Les fausses solutions à la crise politique

Par Jacques Leclerc

Aujourd'hui, la France n'a plus de majorité à l'assemblée nationale et plus de gouvernement non plus. On s'interroge sur les causes de cette situation inédite et on invente des solutions pour essayer d'en sortir : majorité à géométrie variable en fonction des textes, gouvernements de techniciens issus de la "société civile", modification du mode de scrutin (proportionnelle), démission du président (ou destitution) et nouvelle dissolution.

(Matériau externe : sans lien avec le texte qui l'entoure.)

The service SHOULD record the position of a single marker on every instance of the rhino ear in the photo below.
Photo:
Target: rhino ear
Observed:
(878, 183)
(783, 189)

Mais on n'a pas identifié les causes du problème et tant qu'on n'agit pas sur les causes, on ne peut pas avoir de solution. Pour comprendre cela, comme souvent, il faut remonter aux sources.

Comment fonctionne la démocratie ?

Reprenons la genèse de la démocratie : la souveraineté appartient aux ÉLECTEURS, mais comme ils ne peuvent tous siéger dans l'hémicycle (encore qu'avec les techniques modernes de visioconférence on pourrait imaginer une "assemblée nationale virtuelle"), ils désignent 577 REPRÉSENTANTS pour le faire à leur place. Comme ces 577 députés ne peuvent tous ensemble contrôler l'application des lois par l'administration, ils désignent à leur tour et PARMI EUX, un EXÉCUTIF, chargé de veiller à l’exécution des textes, de les faire EXÉCUTER. Cet exécutif est responsable devant les autres députés et peut être à tout moment congédié par ceux-ci à une majorité. C'est la responsabilité gouvernementale. Toute autre configuration institutionnelle du genre : "l'exécutif est responsable devant le président" ne peut pas fonctionner et c'est parce qu'on a oublié ces principes qu'on est arrivé à cette situation de blocage.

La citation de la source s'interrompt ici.